Sunday Book Roundup


Readers this week can find a review of Lincoln’s Citadel: The Civil War in Washington, D.C. (Norton) by Kenneth J. Winkle in the Washington Post. "A prize-winning Lincoln biographer (“The Young Eagle”), Winkle is also a scholar of quantitative history — call it a “big data” approach to the past — who clearly delights in raw numbers and their telling effect. “Lincoln’s Citadel” is a treasure trove of empirical specificity."


The New York Times reviews The Great Escape: Health, Wealth, and the Origins of Inequality (Princeton University Press) by Angus Deaton. 

The NYT also takes a look at a few books--including Robert M. Fogelson's The Great Rent Wars: New York, 1917-1929 (Yale University Press)--in a piece titled, "Landlord vs. Tenant: When It All Began."

The LA Review of Books has a thoughtful essay about Karen E. Fields and Barbara J. Fields's Racecraft: The Soul of Inequality in American Life (Verso).

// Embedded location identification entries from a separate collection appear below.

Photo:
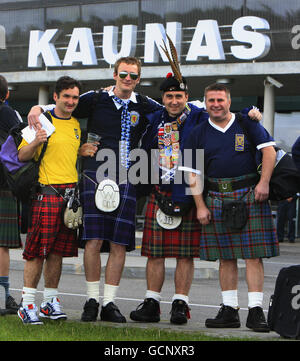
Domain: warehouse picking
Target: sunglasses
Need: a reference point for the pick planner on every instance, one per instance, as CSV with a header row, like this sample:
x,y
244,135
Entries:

"Serrano, a staff writer in the Los Angeles Times' Washington, D.C., bureau, starts with two main characters: former Union soldier Albert Woolson and onetime rebel soldier Walter Washington Williams. Each man forms a compelling story of becoming caught up in the nation's bloodiest war and its aftermath. By the late 1950s, as the United States neared the centennial of the start of the war, each was feted as the oldest living veteran of his respective army. 
But one was a fraud, a scam that would have gone undetected had he not outlived all of his fellow Confederate veterans. 
There's not a lot of suspense here. It becomes clear pretty quickly which was the real deal and which a fraud. But suspense isn't the point. Serrano uses the men as a window into the long-playing reverberations of the Civil War, from the reunions to the reenactments to the wounds covered with, in retrospect, tissue paper."
And H-Net adds reviews of three edited volumes of interest, including Knowledge and Power: Essays on Politics, Culture, and War (Society for the Promotion of Science and Scholarship) edited by Bruce A. Thompson, Carolyn Halladay, and Donald Abenheim (here);  Joel Isaac and Duncan Bell's Uncertain Empire: American History and the Idea of the Cold War (Oxford University Press) (here); as well as Willibald Steinmetz, Ingrid Gilcher-Holtey, and Heinz-Gerhard Haupt's Writing Political History Today (Campus Verlag) (here).